The book presents a complete introduction to nuclear chemistry and physics, including fundamental concepts, relevant mathematics, current applications, and health issues. It covers energetics, radioactive decay, nuclear reactions, interactions of radiation with matter, detection methods, and safety measures, including monitoring and regulations. The text also includes material relevant to medical professionals generating and using ionizing radiation for diagnostics and therapy. It provides a balanced view of important contemporary topics such as nuclear power, weapons, and food/mail irradiation.

About the Author

Jeff C. Bryan was born in Minneapolis in 1959, but moved with his family to Sacramento when he was two. He grew up in the free and open society that was Northern California of the 60’s, balanced by a reticent home life filled with hot dish and Jell-o salad. He interrupted his college studies to spend a year living and working in Iceland, but eventually earned an A.B. degree in chemistry from UC Berkeley.
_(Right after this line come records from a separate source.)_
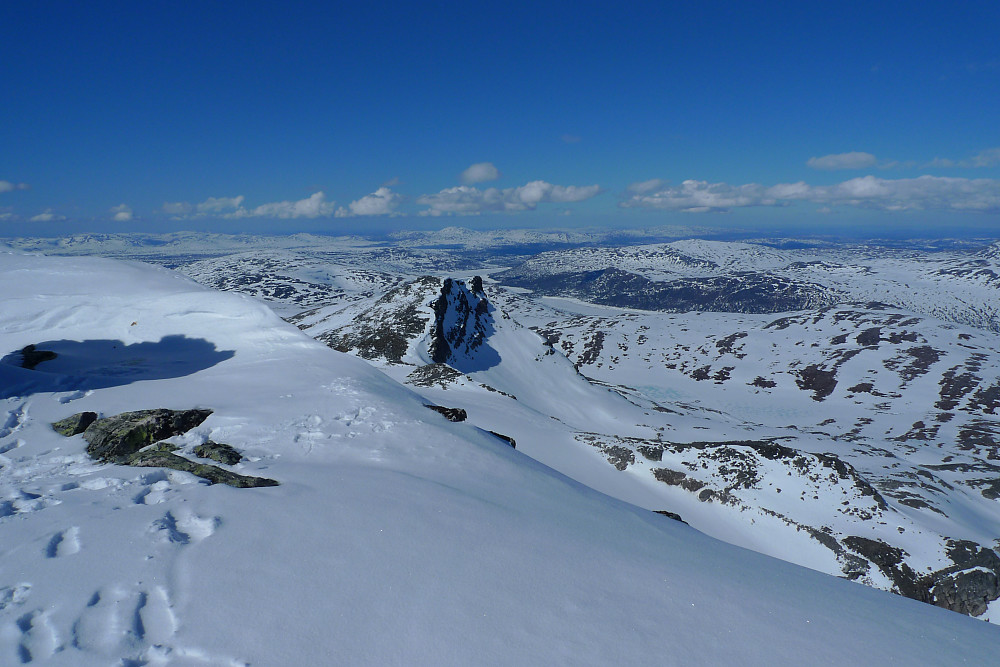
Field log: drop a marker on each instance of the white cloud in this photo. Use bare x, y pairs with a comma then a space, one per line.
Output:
177, 208
480, 173
381, 202
314, 206
47, 216
696, 196
852, 160
214, 205
467, 200
121, 213
904, 194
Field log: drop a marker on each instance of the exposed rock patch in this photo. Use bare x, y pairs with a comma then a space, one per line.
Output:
451, 414
114, 439
506, 438
31, 357
133, 439
159, 456
224, 454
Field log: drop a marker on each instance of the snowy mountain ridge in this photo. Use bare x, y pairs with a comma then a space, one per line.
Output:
403, 520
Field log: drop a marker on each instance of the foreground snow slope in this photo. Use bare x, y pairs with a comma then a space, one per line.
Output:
395, 537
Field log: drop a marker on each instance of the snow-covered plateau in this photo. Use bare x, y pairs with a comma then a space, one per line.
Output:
397, 535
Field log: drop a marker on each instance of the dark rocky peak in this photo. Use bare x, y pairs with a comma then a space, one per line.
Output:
463, 321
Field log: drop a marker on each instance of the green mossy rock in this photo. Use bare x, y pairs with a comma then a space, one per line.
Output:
115, 439
158, 457
218, 452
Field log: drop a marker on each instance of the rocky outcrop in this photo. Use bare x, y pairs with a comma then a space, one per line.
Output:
160, 456
673, 515
31, 356
506, 438
133, 439
114, 439
462, 321
971, 583
451, 414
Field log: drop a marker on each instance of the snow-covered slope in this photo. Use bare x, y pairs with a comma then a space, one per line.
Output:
395, 537
716, 276
726, 431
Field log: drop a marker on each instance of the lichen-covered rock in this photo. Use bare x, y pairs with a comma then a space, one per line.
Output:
673, 515
114, 439
216, 451
971, 583
451, 414
506, 438
74, 424
159, 457
31, 356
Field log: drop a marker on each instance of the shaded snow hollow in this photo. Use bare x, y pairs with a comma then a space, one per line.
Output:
396, 537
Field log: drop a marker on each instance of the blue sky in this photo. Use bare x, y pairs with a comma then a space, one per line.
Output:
337, 117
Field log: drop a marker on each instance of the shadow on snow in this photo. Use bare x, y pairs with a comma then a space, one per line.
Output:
97, 364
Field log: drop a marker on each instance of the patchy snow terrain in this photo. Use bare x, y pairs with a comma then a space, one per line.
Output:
398, 535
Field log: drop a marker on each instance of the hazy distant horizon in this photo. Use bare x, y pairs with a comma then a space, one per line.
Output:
874, 121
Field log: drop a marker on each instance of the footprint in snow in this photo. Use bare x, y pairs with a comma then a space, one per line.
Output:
183, 529
39, 640
14, 596
111, 621
64, 543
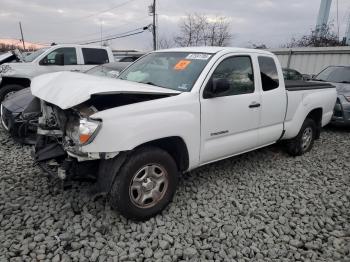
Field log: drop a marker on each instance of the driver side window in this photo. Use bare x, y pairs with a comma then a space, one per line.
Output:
68, 54
237, 71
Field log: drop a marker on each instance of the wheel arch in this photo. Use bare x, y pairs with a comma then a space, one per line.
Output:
175, 146
316, 115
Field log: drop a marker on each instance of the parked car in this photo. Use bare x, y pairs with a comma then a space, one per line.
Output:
131, 57
11, 56
338, 76
171, 112
19, 113
16, 76
291, 74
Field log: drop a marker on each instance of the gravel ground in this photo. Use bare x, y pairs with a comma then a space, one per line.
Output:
262, 206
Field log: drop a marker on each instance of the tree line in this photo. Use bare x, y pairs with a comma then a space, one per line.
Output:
201, 30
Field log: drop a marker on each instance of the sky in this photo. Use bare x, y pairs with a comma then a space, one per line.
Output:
269, 22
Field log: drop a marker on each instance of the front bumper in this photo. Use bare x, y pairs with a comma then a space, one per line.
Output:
8, 119
341, 115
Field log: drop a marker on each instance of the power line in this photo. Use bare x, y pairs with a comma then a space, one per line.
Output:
95, 14
106, 39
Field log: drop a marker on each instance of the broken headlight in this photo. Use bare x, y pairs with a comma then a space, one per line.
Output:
88, 129
5, 69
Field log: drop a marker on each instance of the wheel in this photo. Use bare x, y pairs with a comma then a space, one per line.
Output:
8, 90
145, 184
304, 141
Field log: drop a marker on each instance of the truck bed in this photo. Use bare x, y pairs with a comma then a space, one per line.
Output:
297, 85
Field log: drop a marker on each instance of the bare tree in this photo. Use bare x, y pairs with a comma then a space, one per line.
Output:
197, 30
164, 43
321, 37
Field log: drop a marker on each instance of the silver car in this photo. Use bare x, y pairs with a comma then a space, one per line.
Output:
338, 76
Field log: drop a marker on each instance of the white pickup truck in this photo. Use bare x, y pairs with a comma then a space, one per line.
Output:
16, 76
173, 111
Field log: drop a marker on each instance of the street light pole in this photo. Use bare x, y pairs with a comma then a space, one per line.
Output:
20, 28
154, 32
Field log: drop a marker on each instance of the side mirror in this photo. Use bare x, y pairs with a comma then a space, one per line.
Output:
216, 87
59, 59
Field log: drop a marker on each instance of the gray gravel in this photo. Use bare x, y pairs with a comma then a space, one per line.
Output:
262, 206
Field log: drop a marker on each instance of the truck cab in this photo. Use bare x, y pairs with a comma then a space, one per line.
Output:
16, 76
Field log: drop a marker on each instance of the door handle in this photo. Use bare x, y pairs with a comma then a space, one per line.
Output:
254, 105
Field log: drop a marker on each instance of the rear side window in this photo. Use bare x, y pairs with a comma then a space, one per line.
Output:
94, 56
268, 73
238, 71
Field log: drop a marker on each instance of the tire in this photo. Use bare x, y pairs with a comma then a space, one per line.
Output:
6, 90
304, 141
150, 172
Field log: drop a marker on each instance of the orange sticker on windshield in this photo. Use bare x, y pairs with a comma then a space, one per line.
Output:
182, 64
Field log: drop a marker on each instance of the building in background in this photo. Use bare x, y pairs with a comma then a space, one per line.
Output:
7, 44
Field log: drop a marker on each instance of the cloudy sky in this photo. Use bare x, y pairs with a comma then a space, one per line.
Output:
272, 22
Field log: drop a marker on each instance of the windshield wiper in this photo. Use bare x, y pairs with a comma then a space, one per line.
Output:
150, 83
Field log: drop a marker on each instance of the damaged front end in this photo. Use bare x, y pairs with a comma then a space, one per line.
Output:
62, 134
Dr. Bryan earned a Ph.D. in inorganic chemistry from the University of Washington. He then continued to follow his fascination with small island nations with more sheep than people by doing postdoctoral research in Auckland, New Zealand. He then spent five years doing research at Los Alamos National Laboratory. His most successful project involved the preparation of several cool new compounds of technetium.

He then spent eight years at Oak Ridge National Laboratory researching new compounds for removal of cesium from nuclear waste. In 2002, he made a long-anticipated move to academia by accepting a position with the chemistry department at UW-La Crosse. He currently teaches Nuclear Chemistry, Radiation Physics and Introduction to Nuclear Science. He also serves as Director of the Nuclear Medicine Technology program.